Diversity and Inclusion (or Lack Thereof) in International Arbitration: Investor-State Arbitration in the Spotlight - ARIA - Vol. 35, No. 1
Kabir Duggal is a Lecturer-in-Law at Columbia Law School and an SJD Candidate at Harvard Law School.
Amanda Lee is an International Arbitrator, Consultant at Costigan King and Founder of Careers in Arbitration and ARBalance.
Archismita Raha is an international disputes lawyer and was part of the Columbia Law School LL.M. cohort in 2022-23.
Annabel Maréchal is a graduate of Sciences Po Paris and is specializing in trade and international dispute settlement.
Originally from The American Review of International Arbitration (ARIA)
PAGE PREVIEW
I. INTRODUCTION
The “median international arbitrator [is] a fifty-three-year-old man who [is] a national of a developed state and [has] served as arbitrator in ten arbitration cases.” As discussed in a previous article by Duggal and Lee, concerns about the lack of diversity pervade international arbitration and exist both in international commercial arbitration and investment treaty arbitration.
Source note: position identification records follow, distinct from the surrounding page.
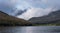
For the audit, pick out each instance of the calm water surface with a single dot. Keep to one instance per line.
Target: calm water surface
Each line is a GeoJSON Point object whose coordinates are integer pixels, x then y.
{"type": "Point", "coordinates": [31, 29]}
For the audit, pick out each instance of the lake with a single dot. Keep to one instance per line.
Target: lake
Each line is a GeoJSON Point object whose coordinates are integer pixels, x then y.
{"type": "Point", "coordinates": [30, 29]}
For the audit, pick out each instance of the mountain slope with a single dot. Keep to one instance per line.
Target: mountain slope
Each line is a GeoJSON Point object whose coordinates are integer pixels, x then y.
{"type": "Point", "coordinates": [53, 17]}
{"type": "Point", "coordinates": [7, 20]}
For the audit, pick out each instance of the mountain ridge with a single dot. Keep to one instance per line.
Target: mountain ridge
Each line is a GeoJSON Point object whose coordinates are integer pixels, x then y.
{"type": "Point", "coordinates": [7, 20]}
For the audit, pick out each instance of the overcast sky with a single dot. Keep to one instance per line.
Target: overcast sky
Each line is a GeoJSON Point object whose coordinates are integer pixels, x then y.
{"type": "Point", "coordinates": [36, 8]}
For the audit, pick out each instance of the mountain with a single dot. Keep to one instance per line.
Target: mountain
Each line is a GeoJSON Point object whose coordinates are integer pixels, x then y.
{"type": "Point", "coordinates": [51, 18]}
{"type": "Point", "coordinates": [7, 20]}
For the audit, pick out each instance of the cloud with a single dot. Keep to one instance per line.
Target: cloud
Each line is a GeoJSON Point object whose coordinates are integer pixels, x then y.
{"type": "Point", "coordinates": [35, 12]}
{"type": "Point", "coordinates": [40, 8]}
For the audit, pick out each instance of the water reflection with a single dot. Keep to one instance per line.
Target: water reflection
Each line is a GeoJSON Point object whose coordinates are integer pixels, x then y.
{"type": "Point", "coordinates": [31, 29]}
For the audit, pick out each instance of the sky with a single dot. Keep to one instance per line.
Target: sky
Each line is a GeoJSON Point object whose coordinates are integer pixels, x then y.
{"type": "Point", "coordinates": [35, 8]}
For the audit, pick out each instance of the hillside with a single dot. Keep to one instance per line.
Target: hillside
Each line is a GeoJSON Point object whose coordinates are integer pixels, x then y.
{"type": "Point", "coordinates": [52, 18]}
{"type": "Point", "coordinates": [7, 20]}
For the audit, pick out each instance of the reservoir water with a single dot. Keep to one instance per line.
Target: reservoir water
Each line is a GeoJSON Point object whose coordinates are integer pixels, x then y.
{"type": "Point", "coordinates": [31, 29]}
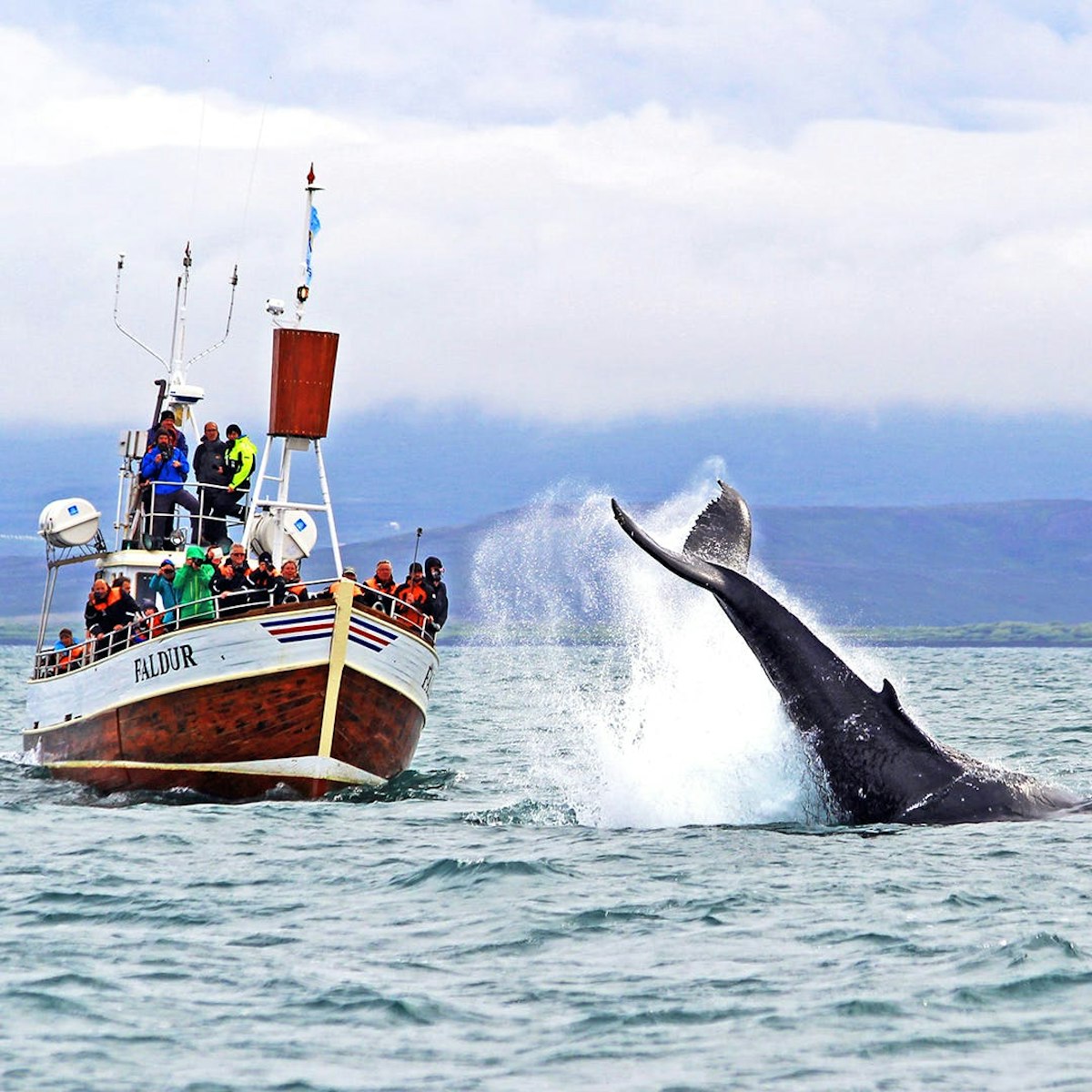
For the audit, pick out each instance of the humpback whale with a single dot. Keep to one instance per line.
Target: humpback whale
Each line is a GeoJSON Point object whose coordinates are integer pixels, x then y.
{"type": "Point", "coordinates": [879, 765]}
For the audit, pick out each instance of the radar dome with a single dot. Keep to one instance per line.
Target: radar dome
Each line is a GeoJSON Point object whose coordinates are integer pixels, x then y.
{"type": "Point", "coordinates": [69, 522]}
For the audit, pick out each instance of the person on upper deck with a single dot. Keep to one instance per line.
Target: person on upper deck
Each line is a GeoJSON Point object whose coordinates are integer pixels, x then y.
{"type": "Point", "coordinates": [167, 421]}
{"type": "Point", "coordinates": [230, 585]}
{"type": "Point", "coordinates": [288, 588]}
{"type": "Point", "coordinates": [210, 469]}
{"type": "Point", "coordinates": [68, 654]}
{"type": "Point", "coordinates": [241, 457]}
{"type": "Point", "coordinates": [437, 590]}
{"type": "Point", "coordinates": [382, 581]}
{"type": "Point", "coordinates": [148, 622]}
{"type": "Point", "coordinates": [121, 599]}
{"type": "Point", "coordinates": [164, 470]}
{"type": "Point", "coordinates": [412, 596]}
{"type": "Point", "coordinates": [191, 583]}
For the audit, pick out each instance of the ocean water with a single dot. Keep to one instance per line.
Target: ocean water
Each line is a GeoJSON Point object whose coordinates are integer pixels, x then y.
{"type": "Point", "coordinates": [610, 868]}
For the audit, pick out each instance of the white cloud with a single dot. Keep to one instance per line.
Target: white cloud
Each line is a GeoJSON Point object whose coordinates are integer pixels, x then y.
{"type": "Point", "coordinates": [565, 216]}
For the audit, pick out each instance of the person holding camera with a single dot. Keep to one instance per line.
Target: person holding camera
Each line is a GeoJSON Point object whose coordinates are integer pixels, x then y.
{"type": "Point", "coordinates": [163, 470]}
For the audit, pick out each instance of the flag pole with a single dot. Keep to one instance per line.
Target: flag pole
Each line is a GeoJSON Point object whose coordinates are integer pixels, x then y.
{"type": "Point", "coordinates": [311, 227]}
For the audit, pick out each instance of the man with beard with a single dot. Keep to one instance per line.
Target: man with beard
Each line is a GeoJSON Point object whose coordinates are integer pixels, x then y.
{"type": "Point", "coordinates": [164, 470]}
{"type": "Point", "coordinates": [241, 457]}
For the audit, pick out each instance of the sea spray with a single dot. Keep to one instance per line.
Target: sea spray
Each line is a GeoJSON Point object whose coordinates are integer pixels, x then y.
{"type": "Point", "coordinates": [643, 707]}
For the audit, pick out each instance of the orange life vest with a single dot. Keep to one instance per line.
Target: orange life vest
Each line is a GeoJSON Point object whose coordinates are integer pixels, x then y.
{"type": "Point", "coordinates": [413, 596]}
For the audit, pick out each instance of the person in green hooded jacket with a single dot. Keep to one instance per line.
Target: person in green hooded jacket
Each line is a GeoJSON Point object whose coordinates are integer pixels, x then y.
{"type": "Point", "coordinates": [191, 583]}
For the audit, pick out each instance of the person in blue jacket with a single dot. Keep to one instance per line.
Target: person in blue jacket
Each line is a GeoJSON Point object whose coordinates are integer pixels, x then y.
{"type": "Point", "coordinates": [163, 470]}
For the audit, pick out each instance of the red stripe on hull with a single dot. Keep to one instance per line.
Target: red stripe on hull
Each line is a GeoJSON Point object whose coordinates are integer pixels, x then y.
{"type": "Point", "coordinates": [265, 716]}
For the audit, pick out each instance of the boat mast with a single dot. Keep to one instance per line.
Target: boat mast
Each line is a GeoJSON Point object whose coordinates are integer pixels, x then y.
{"type": "Point", "coordinates": [299, 409]}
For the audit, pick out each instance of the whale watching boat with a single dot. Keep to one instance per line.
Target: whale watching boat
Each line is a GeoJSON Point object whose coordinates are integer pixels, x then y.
{"type": "Point", "coordinates": [228, 696]}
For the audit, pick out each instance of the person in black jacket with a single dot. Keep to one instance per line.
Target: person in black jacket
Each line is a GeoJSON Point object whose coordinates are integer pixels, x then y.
{"type": "Point", "coordinates": [210, 469]}
{"type": "Point", "coordinates": [232, 588]}
{"type": "Point", "coordinates": [436, 606]}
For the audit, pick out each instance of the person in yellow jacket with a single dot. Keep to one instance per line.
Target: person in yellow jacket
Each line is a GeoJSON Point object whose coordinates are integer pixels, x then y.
{"type": "Point", "coordinates": [241, 458]}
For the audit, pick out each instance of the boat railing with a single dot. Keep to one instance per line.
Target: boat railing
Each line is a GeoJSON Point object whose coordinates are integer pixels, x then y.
{"type": "Point", "coordinates": [211, 609]}
{"type": "Point", "coordinates": [210, 509]}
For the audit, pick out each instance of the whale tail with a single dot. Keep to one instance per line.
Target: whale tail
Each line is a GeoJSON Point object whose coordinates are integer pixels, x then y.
{"type": "Point", "coordinates": [721, 534]}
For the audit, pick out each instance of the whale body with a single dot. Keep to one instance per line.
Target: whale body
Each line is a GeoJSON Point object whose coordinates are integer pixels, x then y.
{"type": "Point", "coordinates": [879, 765]}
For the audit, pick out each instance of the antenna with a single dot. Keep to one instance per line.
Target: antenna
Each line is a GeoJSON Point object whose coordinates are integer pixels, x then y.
{"type": "Point", "coordinates": [179, 391]}
{"type": "Point", "coordinates": [311, 227]}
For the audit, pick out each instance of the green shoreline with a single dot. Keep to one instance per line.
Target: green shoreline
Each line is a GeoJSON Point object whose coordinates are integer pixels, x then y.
{"type": "Point", "coordinates": [999, 634]}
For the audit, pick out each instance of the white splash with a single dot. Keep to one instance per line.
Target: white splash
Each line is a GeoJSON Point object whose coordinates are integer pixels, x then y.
{"type": "Point", "coordinates": [669, 721]}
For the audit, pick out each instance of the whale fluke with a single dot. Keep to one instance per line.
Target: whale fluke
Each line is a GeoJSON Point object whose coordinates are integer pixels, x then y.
{"type": "Point", "coordinates": [721, 534]}
{"type": "Point", "coordinates": [880, 767]}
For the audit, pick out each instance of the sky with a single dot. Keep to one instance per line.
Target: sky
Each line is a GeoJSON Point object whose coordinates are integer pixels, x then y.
{"type": "Point", "coordinates": [569, 213]}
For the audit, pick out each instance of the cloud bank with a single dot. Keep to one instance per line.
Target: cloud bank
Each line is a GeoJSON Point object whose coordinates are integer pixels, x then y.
{"type": "Point", "coordinates": [558, 211]}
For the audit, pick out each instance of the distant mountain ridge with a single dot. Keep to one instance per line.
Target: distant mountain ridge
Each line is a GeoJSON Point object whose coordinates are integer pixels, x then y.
{"type": "Point", "coordinates": [951, 565]}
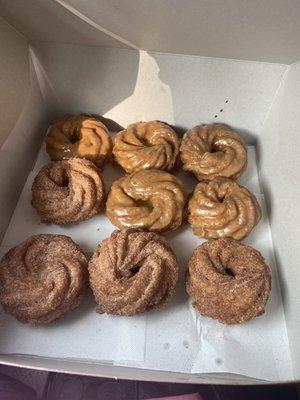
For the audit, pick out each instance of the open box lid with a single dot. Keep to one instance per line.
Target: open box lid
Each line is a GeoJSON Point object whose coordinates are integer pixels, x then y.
{"type": "Point", "coordinates": [258, 31]}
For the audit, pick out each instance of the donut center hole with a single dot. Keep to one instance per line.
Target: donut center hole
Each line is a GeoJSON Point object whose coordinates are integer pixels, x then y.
{"type": "Point", "coordinates": [135, 270]}
{"type": "Point", "coordinates": [74, 136]}
{"type": "Point", "coordinates": [229, 271]}
{"type": "Point", "coordinates": [63, 180]}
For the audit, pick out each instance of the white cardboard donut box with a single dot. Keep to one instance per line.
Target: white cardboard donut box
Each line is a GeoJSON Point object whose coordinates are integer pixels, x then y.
{"type": "Point", "coordinates": [185, 63]}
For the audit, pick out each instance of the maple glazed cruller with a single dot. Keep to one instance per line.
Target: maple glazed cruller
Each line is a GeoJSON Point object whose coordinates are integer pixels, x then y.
{"type": "Point", "coordinates": [222, 208]}
{"type": "Point", "coordinates": [146, 145]}
{"type": "Point", "coordinates": [79, 136]}
{"type": "Point", "coordinates": [215, 150]}
{"type": "Point", "coordinates": [228, 281]}
{"type": "Point", "coordinates": [43, 278]}
{"type": "Point", "coordinates": [132, 272]}
{"type": "Point", "coordinates": [148, 199]}
{"type": "Point", "coordinates": [68, 191]}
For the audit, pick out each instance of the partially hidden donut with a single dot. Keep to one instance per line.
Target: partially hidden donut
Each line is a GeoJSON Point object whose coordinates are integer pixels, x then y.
{"type": "Point", "coordinates": [79, 136]}
{"type": "Point", "coordinates": [43, 279]}
{"type": "Point", "coordinates": [68, 191]}
{"type": "Point", "coordinates": [146, 145]}
{"type": "Point", "coordinates": [222, 208]}
{"type": "Point", "coordinates": [148, 199]}
{"type": "Point", "coordinates": [228, 281]}
{"type": "Point", "coordinates": [210, 151]}
{"type": "Point", "coordinates": [132, 272]}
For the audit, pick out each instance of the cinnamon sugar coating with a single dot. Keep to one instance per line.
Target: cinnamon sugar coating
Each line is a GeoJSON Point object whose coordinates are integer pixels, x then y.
{"type": "Point", "coordinates": [222, 208]}
{"type": "Point", "coordinates": [210, 151]}
{"type": "Point", "coordinates": [43, 278]}
{"type": "Point", "coordinates": [147, 199]}
{"type": "Point", "coordinates": [79, 136]}
{"type": "Point", "coordinates": [132, 272]}
{"type": "Point", "coordinates": [228, 281]}
{"type": "Point", "coordinates": [68, 191]}
{"type": "Point", "coordinates": [146, 145]}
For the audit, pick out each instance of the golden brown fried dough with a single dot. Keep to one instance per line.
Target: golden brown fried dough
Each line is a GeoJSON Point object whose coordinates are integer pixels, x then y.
{"type": "Point", "coordinates": [148, 199]}
{"type": "Point", "coordinates": [222, 208]}
{"type": "Point", "coordinates": [210, 151]}
{"type": "Point", "coordinates": [68, 191]}
{"type": "Point", "coordinates": [229, 281]}
{"type": "Point", "coordinates": [81, 137]}
{"type": "Point", "coordinates": [43, 278]}
{"type": "Point", "coordinates": [132, 272]}
{"type": "Point", "coordinates": [146, 145]}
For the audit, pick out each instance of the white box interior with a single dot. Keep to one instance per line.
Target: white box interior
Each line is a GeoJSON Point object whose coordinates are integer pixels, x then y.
{"type": "Point", "coordinates": [41, 81]}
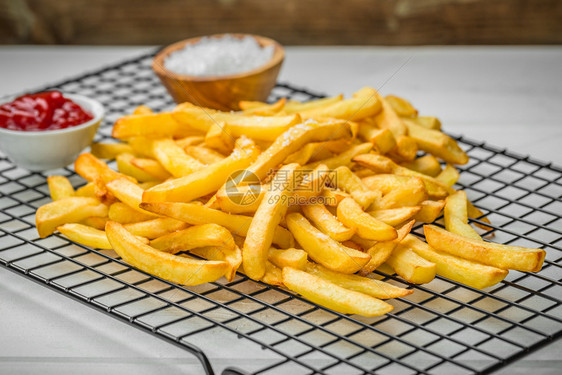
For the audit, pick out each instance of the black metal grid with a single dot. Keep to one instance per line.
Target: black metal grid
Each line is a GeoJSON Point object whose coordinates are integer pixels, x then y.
{"type": "Point", "coordinates": [444, 327]}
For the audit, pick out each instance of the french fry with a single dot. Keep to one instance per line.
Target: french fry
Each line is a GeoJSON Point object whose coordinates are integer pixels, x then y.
{"type": "Point", "coordinates": [374, 288]}
{"type": "Point", "coordinates": [427, 164]}
{"type": "Point", "coordinates": [437, 143]}
{"type": "Point", "coordinates": [181, 270]}
{"type": "Point", "coordinates": [333, 296]}
{"type": "Point", "coordinates": [464, 271]}
{"type": "Point", "coordinates": [195, 214]}
{"type": "Point", "coordinates": [174, 159]}
{"type": "Point", "coordinates": [66, 210]}
{"type": "Point", "coordinates": [324, 250]}
{"type": "Point", "coordinates": [411, 267]}
{"type": "Point", "coordinates": [59, 187]}
{"type": "Point", "coordinates": [381, 251]}
{"type": "Point", "coordinates": [395, 216]}
{"type": "Point", "coordinates": [124, 214]}
{"type": "Point", "coordinates": [204, 181]}
{"type": "Point", "coordinates": [88, 236]}
{"type": "Point", "coordinates": [255, 127]}
{"type": "Point", "coordinates": [154, 228]}
{"type": "Point", "coordinates": [344, 179]}
{"type": "Point", "coordinates": [456, 216]}
{"type": "Point", "coordinates": [327, 223]}
{"type": "Point", "coordinates": [110, 150]}
{"type": "Point", "coordinates": [493, 254]}
{"type": "Point", "coordinates": [128, 193]}
{"type": "Point", "coordinates": [295, 258]}
{"type": "Point", "coordinates": [352, 216]}
{"type": "Point", "coordinates": [402, 107]}
{"type": "Point", "coordinates": [267, 217]}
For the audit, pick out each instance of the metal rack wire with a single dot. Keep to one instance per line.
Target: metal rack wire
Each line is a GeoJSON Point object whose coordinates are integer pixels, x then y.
{"type": "Point", "coordinates": [444, 327]}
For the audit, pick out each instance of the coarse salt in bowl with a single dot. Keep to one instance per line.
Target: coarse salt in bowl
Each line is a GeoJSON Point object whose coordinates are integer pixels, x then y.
{"type": "Point", "coordinates": [219, 71]}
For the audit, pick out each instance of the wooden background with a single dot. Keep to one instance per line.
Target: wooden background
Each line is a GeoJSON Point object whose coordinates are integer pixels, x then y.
{"type": "Point", "coordinates": [292, 22]}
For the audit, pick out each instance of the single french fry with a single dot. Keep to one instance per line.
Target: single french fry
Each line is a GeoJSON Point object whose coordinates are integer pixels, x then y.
{"type": "Point", "coordinates": [196, 214]}
{"type": "Point", "coordinates": [327, 223]}
{"type": "Point", "coordinates": [427, 164]}
{"type": "Point", "coordinates": [154, 228]}
{"type": "Point", "coordinates": [295, 258]}
{"type": "Point", "coordinates": [344, 179]}
{"type": "Point", "coordinates": [374, 288]}
{"type": "Point", "coordinates": [205, 181]}
{"type": "Point", "coordinates": [492, 254]}
{"type": "Point", "coordinates": [333, 296]}
{"type": "Point", "coordinates": [181, 270]}
{"type": "Point", "coordinates": [267, 217]}
{"type": "Point", "coordinates": [381, 251]}
{"type": "Point", "coordinates": [59, 187]}
{"type": "Point", "coordinates": [437, 143]}
{"type": "Point", "coordinates": [110, 150]}
{"type": "Point", "coordinates": [174, 159]}
{"type": "Point", "coordinates": [395, 216]}
{"type": "Point", "coordinates": [456, 216]}
{"type": "Point", "coordinates": [464, 271]}
{"type": "Point", "coordinates": [88, 236]}
{"type": "Point", "coordinates": [401, 106]}
{"type": "Point", "coordinates": [124, 214]}
{"type": "Point", "coordinates": [412, 267]}
{"type": "Point", "coordinates": [66, 210]}
{"type": "Point", "coordinates": [323, 249]}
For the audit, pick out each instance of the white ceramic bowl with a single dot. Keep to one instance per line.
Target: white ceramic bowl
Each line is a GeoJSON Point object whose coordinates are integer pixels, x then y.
{"type": "Point", "coordinates": [50, 149]}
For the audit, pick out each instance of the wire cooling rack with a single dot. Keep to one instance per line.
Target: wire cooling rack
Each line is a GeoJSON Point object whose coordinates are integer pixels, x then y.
{"type": "Point", "coordinates": [443, 328]}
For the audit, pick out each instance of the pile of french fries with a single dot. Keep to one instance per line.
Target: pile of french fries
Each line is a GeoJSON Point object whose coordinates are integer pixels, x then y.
{"type": "Point", "coordinates": [309, 196]}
However, such concerns arguably assume particular significance in the context of investment treaty arbitration due to the greater public interest considerations and significant costs involved.
Further, the investor state dispute settlement (ISDS) system is currently plagued by an unprecedented legitimacy crisis. States are increasingly withdrawing from the existing system by terminating investment treaties and heavily curtailing their use of ISDS. At the core of this legitimacy crisis lies the perception of State parties (especially emerging States from the Global South) that the ISDS system unduly favors investors from capital-exporting nations over States.
A common perception is that ISDS consolidates “the power of large corporations at the expense of national sovereignty, and allow[s] corporations to bypass national judicial systems.” Some also fear that “ISDS could discourage governments from adopting regulations for public welfare in health, environment, labour and other areas. Investor claims also have a strong impact on the public exchequer, as the average cost of defending an investor claim is estimated at US$4.5 million.” The potential for regulatory discouragement is also described as the “chilling effect” of ISDS.
This legitimacy crisis has been acknowledged by the stakeholders of the ISDS system, and UNCITRAL Working Group III (WGIII or Working Group) has been considering various proposals to reform the system since 2017. The improvement of diversity in ISDS is one of the key areas of focus for the Working Group. In its 2018 draft report, the Working Group noted that “the current lack of diversity in decision makers in the field of ISDS contributed to undermine the legitimacy of the ISDS regime.”
In investor-state arbitration, arbitrators increasingly face questions regarding a State’s right to regulate and how this right is to be exercised with respect to foreign investors and investments. Since arbitrators appointed pursuant to the ISDS system are responsible for deciding questions that impact sovereign States in their domestic spheres, the identities of and extent to which tribunal members sitting in ISDS proceedings may be regarded as representative of the parties appearing before them have a crucial bearing on the perceived legitimacy of their decisions.
In this article, we focus on the need for diversity in investment treaty arbitration and explore the reasons for the lack of diversity in the area. We subsequently discuss existing initiatives to improve diversity and analyze the gaps that are not addressed by such initiatives. Last, we propose some recommendations for the way forward before our final concluding remarks.